It was a miracle, but one achieved at a horrific price. In her book, Sara's Children: The Destruction of Chmielnik, San Diego journalist Suzan Hagstrom recounts the story of five members of a Jewish family who survived Nazi slave labour camps.
"I just saw their story as a footnote of hope and (felt) it should be recorded. Each story of survival out of this time is completely amazing," Hagstrom says.
She will be at the Jewish Community Centre in London tomorrow for a book reading and sale.
She first heard of the Garfinkel family in 1990 when she was a business reporter at the Orlando Sentinel in Florida. The paper had a weekend magazine for which reporters could write on their own time.
Hagstrom proposed an article on a Holocaust museum in the city. "What is a Holocaust museum doing in Orlando next to Walt Disney World and SeaWorld and Orlando's reputation as a vacation getaway?" she asked.
Museum staff introduced her to Helen Garfinkel Greenspun, a volunteer who did public speaking on her experiences as a Polish Jew during the Second World War.
Not only had Helen survived labour camps, death marches and death camps, but so had her sisters Bela, Sonia and Regina and her brother Nathan.
"I was quite amazed by that because it's a fairly rare occurrence in that time of history," Hagstrom says.
Many survivors came out of the camps to discover they were the only one left in their family. Even the Garfinkels lost their parents and a younger brother and sister to the gas chambers.
The Garfinkels had lived in the town of Chmielnik, Poland. In 1942, the occupying Nazis sent the town's Jewish teens and young adults to labour camps, while children and older adults were shipped to death camps.
Regina, 12, was supposed to die. But during the roundup, the Nazis didn't believe the blond-haired girl was Jewish and sent her away.
She was later put in a labour camp with Bela, 21, who fought for her own survival to protect her little sister.

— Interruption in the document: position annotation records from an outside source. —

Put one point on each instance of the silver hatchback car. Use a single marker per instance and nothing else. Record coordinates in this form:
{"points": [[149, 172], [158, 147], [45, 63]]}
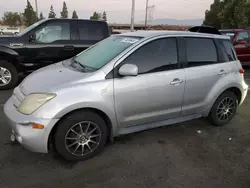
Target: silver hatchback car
{"points": [[124, 84]]}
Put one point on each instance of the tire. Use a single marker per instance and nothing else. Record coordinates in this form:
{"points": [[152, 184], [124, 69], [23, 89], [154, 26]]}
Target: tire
{"points": [[220, 114], [75, 121], [8, 69]]}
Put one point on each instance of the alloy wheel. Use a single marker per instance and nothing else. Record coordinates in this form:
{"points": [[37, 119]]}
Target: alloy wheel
{"points": [[5, 76], [82, 138]]}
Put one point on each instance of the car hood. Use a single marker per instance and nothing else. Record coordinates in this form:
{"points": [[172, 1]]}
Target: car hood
{"points": [[7, 39], [48, 78]]}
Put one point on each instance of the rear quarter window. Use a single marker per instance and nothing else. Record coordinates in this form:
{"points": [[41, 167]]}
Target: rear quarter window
{"points": [[228, 50], [201, 51]]}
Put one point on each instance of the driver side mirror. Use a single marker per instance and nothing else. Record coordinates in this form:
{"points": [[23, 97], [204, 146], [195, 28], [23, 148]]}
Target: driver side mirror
{"points": [[32, 38], [240, 42], [128, 70]]}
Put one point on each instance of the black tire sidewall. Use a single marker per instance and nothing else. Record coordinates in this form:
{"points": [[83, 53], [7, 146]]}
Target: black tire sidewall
{"points": [[214, 118], [14, 74], [66, 123]]}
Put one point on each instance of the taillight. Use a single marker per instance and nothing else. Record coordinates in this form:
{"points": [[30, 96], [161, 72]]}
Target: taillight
{"points": [[241, 71]]}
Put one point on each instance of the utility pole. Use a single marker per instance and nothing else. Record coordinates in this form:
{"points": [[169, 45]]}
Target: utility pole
{"points": [[146, 15], [36, 9], [132, 16]]}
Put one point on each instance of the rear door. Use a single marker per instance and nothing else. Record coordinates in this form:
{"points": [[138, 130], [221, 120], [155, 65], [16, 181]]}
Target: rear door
{"points": [[203, 71], [87, 33], [156, 93], [243, 50]]}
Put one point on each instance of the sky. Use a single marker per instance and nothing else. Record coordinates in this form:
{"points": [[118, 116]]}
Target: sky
{"points": [[118, 11]]}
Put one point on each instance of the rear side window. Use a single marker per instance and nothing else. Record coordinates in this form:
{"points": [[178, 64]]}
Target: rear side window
{"points": [[228, 50], [201, 51], [92, 31]]}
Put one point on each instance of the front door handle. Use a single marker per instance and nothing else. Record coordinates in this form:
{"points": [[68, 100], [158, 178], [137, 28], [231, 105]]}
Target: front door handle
{"points": [[176, 82], [68, 47], [223, 72]]}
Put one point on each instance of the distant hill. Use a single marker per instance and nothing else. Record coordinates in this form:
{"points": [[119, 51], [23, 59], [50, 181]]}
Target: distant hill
{"points": [[190, 22]]}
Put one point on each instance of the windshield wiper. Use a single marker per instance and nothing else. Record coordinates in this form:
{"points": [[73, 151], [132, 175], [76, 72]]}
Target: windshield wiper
{"points": [[84, 66]]}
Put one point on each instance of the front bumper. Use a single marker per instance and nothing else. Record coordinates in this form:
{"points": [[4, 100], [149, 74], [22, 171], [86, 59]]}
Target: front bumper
{"points": [[35, 140]]}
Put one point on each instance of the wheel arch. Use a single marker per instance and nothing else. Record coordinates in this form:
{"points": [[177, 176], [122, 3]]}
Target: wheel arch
{"points": [[235, 89]]}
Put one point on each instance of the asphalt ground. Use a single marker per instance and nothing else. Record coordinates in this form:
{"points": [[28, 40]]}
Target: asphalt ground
{"points": [[191, 154]]}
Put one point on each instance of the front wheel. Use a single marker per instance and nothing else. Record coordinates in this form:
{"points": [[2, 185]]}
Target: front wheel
{"points": [[80, 136], [224, 109], [8, 75]]}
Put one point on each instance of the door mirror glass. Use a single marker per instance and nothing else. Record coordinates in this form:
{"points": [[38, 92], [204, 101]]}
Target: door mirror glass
{"points": [[32, 38], [128, 70]]}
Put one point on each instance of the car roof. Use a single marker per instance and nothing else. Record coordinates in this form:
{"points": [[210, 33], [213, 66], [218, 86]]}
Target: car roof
{"points": [[71, 19], [149, 34], [233, 30]]}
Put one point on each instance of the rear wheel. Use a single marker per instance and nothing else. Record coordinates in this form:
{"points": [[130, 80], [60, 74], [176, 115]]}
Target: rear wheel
{"points": [[224, 109], [8, 75], [80, 136]]}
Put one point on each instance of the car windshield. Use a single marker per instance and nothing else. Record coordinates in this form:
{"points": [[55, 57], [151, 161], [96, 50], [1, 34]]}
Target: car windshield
{"points": [[103, 52], [228, 33], [27, 29]]}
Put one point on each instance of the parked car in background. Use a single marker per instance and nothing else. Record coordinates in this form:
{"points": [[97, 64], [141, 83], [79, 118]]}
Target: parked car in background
{"points": [[46, 42], [241, 41], [9, 31], [124, 84]]}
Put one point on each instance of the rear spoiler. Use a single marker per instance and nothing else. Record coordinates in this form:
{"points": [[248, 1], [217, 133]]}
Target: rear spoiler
{"points": [[205, 29]]}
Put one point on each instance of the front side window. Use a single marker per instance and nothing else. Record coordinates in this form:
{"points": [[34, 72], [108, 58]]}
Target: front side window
{"points": [[104, 51], [155, 56], [201, 51], [243, 36], [228, 50], [53, 32]]}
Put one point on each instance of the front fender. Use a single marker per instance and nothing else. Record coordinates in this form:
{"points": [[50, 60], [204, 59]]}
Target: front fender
{"points": [[8, 51], [98, 95]]}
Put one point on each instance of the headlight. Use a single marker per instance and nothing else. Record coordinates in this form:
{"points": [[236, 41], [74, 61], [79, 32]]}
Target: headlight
{"points": [[34, 101]]}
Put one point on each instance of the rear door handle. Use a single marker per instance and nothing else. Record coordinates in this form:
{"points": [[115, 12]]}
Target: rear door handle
{"points": [[69, 48], [222, 72], [176, 82]]}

Helen, Sonia and Nathan -- aged 15, 19 and 22 -- went to a different labour camp. Sonia fell ill, but Helen and Nathan displayed a powerful will to live and keep her alive.
After Sonia recovered, she became the healthiest of a weakened group and helped the others survive.
Yet in many instances, pure chance determined their fates.
Was it better to shrink into the background or be forward, walk or ride in a wagon, escape or stay captive?
"It was really so arbitrary and random whether anyone lived or died," Hagstrom says. "Although the Garfinkels realized helping each other made a difference for them, their conclusion was it was sheer luck they survived."
After the war, Helen and Bela, who died in 1997, moved to Orlando and Nathan, Sonia and Regina to the Detroit area.
After her magazine article on the museum was published, Hagstrom proposed to the Garfinkels that she write a book about them.
She expanded it by talking to people at an annual reunion in Florida of the few Jewish residents from Chmielnik who survived the Holocaust.
Some now live in Toronto, which brings Hagstrom there -- and to London -- to promote her book.
Like many writers, Hagstrom struggled to find a publisher. She says she was prepared to make photocopies of the manuscript and give them away to museums.
"It was a worthwhile project for my skills and I didn't want to look back and say, 'Did the Garfinkels meet another journalist who wanted to record their stories?' "
In the end, Sergeant Kirkland's Press, a tiny publisher based in in Spotsylvania, Va., picked it up. Hagstrom will also sell copies during her talk for $20 US.
IF YOU GO
What: Reading by Suzan Hagstrom, author of Sara's Children: The Destruction of Chmielnik
When: Tomorrow, 1:30 p.m.
Where: Jewish Community Centre, 536 Huron St.